Absolument. Les agents ne sont pas assez nombreux et font des horaires à rallonge avec des nocturnes interminables. Certains témoins n'hésitent pas à parler d'une véritable épidémie de burn out dans les équipes. Mais rares sont ceux qui osent se plaindre officiellement. D'ailleurs tous mes témoins ont requis l’anonymat. Tout d'abord, parce qu'ils travaillent à l'administration centrale, proche de la ministre, une situation considérée comme prestigieuse. Mais aussi parce qu'ils ne voient pas vraiment comment faire changer les choses en interne. Tous sont pourtant convaincus et passionnés par leur métier et souffrent de l'immense décalage entre le discours d'Emmanuel Macron, auto-proclamé champion de la terre, et les choix politiques qui sont faits. Ils ont l'impression que la hiérarchie ne lit jamais leurs notes et que les décisions sont prises à l'encontre de leurs conseils. Et donc à rebours de ce qu'il faudrait faire pour préserver la biodiversité et tenter d'enrayer le réchauffement climatique. Et ceux qui tiennent tête sont rapidement remis à leur place. Ainsi, beaucoup sont totalement découragés, se résignent à sauver quelques miettes face aux coups de boutoir des lobbies.
La ministre, Barbara Pompili est-elle consciente du problème ? Qu'est-ce qui est fait pour changer les choses ?
Babarba Pompili est bien entendu au courant. Elle assurait d'ailleurs dans Reporterre qu'elle aimerait avoir plus de moyens pour son ministère mais que dans le contexte actuel de restrictions budgétaires, chacun devait faire sa part. Le ministère nous a également envoyé toute une liste de mesures prises pour lutter contre cette souffrance au travail, avec des outils sur la prévention des risques professionnels. Les syndicats tentent également d'alerter sur la situation. Mais hélas, rien ne semble suffire. Entre le début et la fin de mon enquête, la situation de certains de mes témoins s'est même dégradée.

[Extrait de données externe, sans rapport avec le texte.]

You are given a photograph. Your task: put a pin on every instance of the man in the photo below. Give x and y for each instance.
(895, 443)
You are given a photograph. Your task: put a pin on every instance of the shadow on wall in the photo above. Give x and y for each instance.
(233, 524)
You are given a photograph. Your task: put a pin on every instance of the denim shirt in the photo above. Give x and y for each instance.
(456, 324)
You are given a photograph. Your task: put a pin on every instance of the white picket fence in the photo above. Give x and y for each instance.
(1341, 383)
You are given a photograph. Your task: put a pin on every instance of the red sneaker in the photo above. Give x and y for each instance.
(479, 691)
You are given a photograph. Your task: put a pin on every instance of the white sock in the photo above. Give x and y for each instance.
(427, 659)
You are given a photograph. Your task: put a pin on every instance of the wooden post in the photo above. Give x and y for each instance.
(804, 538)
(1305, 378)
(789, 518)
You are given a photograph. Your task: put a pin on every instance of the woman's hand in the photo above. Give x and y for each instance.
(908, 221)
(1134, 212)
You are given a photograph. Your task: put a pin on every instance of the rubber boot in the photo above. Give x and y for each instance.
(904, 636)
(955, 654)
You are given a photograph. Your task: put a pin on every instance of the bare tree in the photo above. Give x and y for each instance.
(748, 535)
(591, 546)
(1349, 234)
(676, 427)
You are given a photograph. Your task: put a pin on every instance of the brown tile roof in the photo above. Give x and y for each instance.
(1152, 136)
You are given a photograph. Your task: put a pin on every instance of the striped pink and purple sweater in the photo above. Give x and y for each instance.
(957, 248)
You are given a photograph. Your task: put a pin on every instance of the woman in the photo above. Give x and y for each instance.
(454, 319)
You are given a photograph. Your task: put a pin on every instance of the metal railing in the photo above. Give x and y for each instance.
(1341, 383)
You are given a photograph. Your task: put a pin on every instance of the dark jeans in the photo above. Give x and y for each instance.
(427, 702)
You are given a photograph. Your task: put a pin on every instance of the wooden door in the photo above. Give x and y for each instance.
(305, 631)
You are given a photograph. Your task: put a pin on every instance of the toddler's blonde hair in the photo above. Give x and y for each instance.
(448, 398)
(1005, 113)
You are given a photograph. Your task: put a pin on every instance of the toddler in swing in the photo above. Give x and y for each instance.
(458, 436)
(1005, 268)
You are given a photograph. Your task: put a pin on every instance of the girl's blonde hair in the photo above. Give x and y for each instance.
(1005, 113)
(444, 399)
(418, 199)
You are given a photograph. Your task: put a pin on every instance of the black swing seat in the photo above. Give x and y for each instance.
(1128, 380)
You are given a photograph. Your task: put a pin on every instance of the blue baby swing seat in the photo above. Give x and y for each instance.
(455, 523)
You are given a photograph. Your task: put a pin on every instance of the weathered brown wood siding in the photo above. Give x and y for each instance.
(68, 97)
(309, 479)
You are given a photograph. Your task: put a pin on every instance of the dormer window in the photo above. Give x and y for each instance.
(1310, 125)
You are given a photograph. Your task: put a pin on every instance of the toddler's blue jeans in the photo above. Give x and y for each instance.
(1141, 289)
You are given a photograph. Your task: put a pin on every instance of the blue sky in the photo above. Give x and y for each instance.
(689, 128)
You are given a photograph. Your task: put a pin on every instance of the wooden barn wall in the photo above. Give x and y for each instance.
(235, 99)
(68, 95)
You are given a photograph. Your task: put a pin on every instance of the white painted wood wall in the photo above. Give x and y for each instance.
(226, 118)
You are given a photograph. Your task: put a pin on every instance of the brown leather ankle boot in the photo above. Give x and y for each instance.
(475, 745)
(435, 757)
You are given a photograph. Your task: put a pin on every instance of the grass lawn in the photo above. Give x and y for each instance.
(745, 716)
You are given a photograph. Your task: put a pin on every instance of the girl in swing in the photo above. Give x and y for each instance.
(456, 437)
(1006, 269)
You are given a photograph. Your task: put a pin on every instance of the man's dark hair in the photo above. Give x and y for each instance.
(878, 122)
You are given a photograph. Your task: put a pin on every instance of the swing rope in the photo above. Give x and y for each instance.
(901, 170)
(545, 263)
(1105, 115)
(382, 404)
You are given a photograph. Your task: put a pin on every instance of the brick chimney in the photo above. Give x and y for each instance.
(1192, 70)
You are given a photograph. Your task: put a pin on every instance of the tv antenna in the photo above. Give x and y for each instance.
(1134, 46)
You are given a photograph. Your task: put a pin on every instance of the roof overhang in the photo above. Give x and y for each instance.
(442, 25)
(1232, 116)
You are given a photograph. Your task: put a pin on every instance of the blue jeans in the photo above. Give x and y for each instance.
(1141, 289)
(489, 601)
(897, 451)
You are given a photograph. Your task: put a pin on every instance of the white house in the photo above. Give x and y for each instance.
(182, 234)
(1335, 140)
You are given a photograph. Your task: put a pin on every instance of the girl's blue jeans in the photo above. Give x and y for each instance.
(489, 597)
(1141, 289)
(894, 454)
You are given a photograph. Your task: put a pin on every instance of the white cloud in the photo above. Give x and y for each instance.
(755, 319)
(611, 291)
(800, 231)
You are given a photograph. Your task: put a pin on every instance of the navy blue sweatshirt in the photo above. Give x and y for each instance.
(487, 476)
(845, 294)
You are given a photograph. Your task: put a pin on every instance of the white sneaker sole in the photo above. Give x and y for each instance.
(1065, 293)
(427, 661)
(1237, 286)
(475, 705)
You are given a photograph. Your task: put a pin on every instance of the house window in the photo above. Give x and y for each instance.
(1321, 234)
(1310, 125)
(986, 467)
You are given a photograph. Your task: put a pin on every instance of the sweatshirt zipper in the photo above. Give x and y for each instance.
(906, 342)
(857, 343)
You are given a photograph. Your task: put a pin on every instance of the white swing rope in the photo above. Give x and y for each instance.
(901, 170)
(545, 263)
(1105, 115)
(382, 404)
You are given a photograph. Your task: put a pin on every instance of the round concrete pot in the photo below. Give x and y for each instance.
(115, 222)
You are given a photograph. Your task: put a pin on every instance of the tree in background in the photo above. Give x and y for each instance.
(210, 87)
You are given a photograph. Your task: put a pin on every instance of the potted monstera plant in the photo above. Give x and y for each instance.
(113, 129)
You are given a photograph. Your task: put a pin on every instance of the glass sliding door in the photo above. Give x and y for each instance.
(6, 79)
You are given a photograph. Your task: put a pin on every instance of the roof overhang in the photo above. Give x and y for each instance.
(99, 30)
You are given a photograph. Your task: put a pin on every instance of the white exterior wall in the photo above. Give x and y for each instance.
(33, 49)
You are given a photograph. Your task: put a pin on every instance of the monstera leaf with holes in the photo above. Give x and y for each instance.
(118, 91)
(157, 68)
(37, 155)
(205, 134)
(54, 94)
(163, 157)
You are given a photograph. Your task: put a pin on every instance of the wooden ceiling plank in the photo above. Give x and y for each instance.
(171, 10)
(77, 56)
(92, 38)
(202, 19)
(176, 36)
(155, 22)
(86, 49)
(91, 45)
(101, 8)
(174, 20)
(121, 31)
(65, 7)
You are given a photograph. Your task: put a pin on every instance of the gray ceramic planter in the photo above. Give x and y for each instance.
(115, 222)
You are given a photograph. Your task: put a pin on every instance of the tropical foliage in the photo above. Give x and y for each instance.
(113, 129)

Ainsi, beaucoup ne croient plus du tout que le travail institutionnel suffira à endiguer la crise climatique. Certains soutiennent les mouvements désobéissance civile, comme Extinction Rebellion. Une de mes témoins va même encore plus loin en incitant les gens à lancer des Zad. C'est la seule chose, dit-elle, qui effraie le gouvernement et qui pourrait forcer un changement de cap. Car faute de réel contre-pouvoir dans la rue, l’administration seule demeurera impuissante...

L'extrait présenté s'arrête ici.